Decoupling -verify tests from diagnostic wording

DiagnosticVerifier currently supports expecting diagnostics only by matching the message text. This means that when diagnostic wording is improved, every test that references the old wording must be updated, even if the test has nothing to do with how the diagnostic is worded. I recently opened a PR (#89194) to support expecting the diagnostic ID as well.

Mode Example
Message // expected-error {{expected initial value after '='}}
Identifier // expected-error [expected_init_value]

All directive features (count, line offsets, columns, markers, cross-file references, continuation, fix-its, {{none}}, {{documentation-file=...}}) work identically with [id]. The bracket syntax [id] matches the form already used by -debug-diagnostic-names to render diagnostic identifiers, so identifiers can be copied directly from compiler output into a test.

Motivation

The following commits illustrate the scale of this problem:

Commit Description Test Files Updated
a1716fe2a6d Use less jargon in diagnostics 178
2cd90bdd694 Quote attributes consistently 149
9ba481ad53e "Swift 5" → "Swift 5 language mode" 72
1957bd60658 "without more context" → "without a type annotation" 32
c8f3476f193 Replace backticks with single quotes 17

Each of these commits represents a straightforward improvement to user experience: clearer wording, more consistent formatting, less jargon. The .def file changes themselves are trivial, but the resulting test updates are disproportionately large, creating friction that discourages incremental refinement of diagnostics.

The vast majority of tests that use -verify mode exist to verify that a specific code path emits a specific diagnostic. These tests verify compiler behavior, not diagnostic wording. But because message-matching is the only available mechanism, these tests are inherently coupled to the wording: when the wording changes, the tests fail even though the underlying behavior being verified did not change.


If this lands, incremental refinement of diagnostics gets meaningfully cheaper. Sharing here so the syntax is on your radar.

Would be important, I'd think, for any identifier-based verification to support arguments just as the diagnostics themselves do. As it is, string-based matching encourages checking that the arguments interpolated into any diagnostic are as expected (since there's no more friction to match interpolated text than templated text).

I think it'd be acceptable if, in the identifier-based form, there's mildly more friction (e.g., having to proactively choose to add a comma or a pair of parens), but I worry that providing a lower-friction option that doesn't support testing arguments at all risks encouraging suboptimal patterns.

Certainly finding ways to improve the workflow are positive; but given that, on the one hand, updating lots of files (and checking that they've been appropriately updated) has never been easier, and on the other hand, doing things thoughtfully has never been more out of vogue, I think we are best served if features were built to encourage the latter as much as possible rather than optimizing for the former.

3 Likes

I think the most rigorous pattern is to also introduce a test suite that exhaustively verifies that every diagnostic renders correctly, including argument interpolation across a wide variety of inputs. Message-matching today is a leaky substitute: the existing tests incidentally cover argument interpolation, but only for the diagnostics that happen to be exercised by ad-hoc tests, and coverage is duplicated across thousands of files. ID-matching as a primary tool opens the door to the separation, with rendered-message coverage concentrated where it belongs, and serving as the actual safeguard against rendering bugs.

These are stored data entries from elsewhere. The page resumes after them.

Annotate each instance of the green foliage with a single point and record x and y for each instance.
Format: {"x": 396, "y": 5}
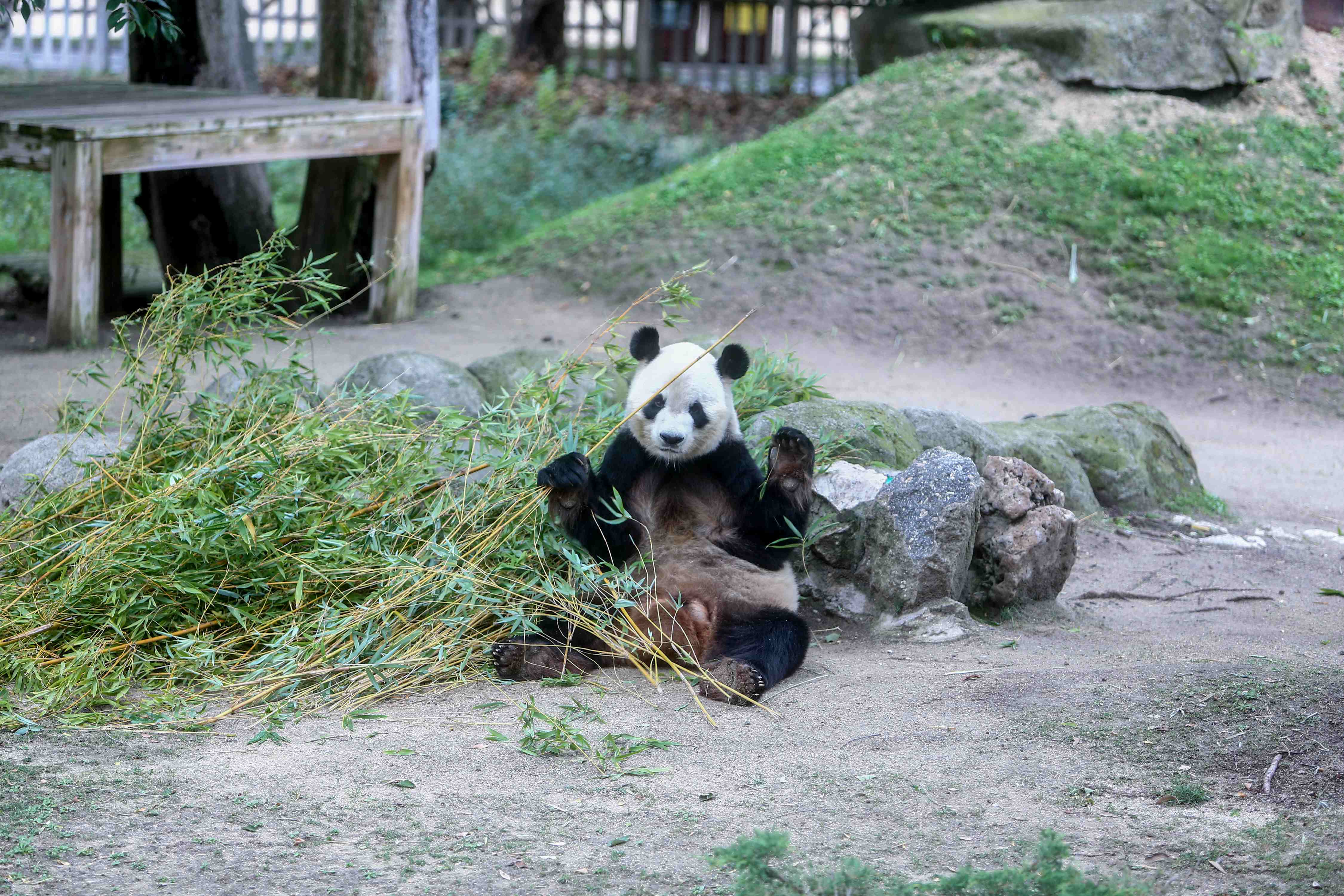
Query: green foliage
{"x": 1185, "y": 792}
{"x": 1199, "y": 501}
{"x": 1240, "y": 222}
{"x": 557, "y": 735}
{"x": 296, "y": 550}
{"x": 1046, "y": 875}
{"x": 151, "y": 18}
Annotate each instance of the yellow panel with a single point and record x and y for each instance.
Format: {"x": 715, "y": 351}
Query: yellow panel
{"x": 746, "y": 18}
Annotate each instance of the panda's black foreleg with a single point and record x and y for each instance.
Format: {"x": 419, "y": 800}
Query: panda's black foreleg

I plan to follow this PR up with that rendering suite. I kept the initial scope narrow for a better chance of acceptance, but the rendering suite was always an intended second step. The rendering suite plus [id] matching together decouple the test base from diagnostic wording, while ensuring high-quality rendering.

It's true that these days it's very easy to update files en masse, but the reviewer cost across 178 files is real and doesn't go down much with AI assistance. It may arguably even go up, since bulk updates are more opaque and may happen more often.

I agree with your combined-syntax direction. The answer to my earlier question of "do both syntaxes need to match?" is then straightforwardly "yes". An [id]{{substring}} syntax would require both ID and substring match against the rendered output, giving opt-in coverage at the cost of mildly more friction. I can fold that into this PR if you'd like.

Thanks for the thoughtful feedback.

I think the churn is good for reviewers, rather than bad: it lets them easily check what it looks like in various real contexts. If I feel convinced after reading 20 test file diffs I can still choose to skip reading the rest, but if they're not in the diff I don't even have the option. I left a comment on the PR explaining why I'm against going in this direction. I do appreciate the effort in improving our testing frameworks however! I'm quite convinced there are tons of places it can be improved.

3 Likes

I agree that having the diff in front of reviewers is a valuable feature which would be abstracted away by this implementation, and that utils/update-verify-tests.py does a lot of the heavy lifting in the common case. With that in mind, I'm going to close #89194. Appreciate both your and @xwu's time thinking this through! Testing infrastructure is something I care about a fair amount, so I'd be glad to pick up improvements in that area down the line.

update-verify-tests should be better about not touching unrelated whitespace and formatting now! I really like that test diffs are associated with code changes for git blame personally.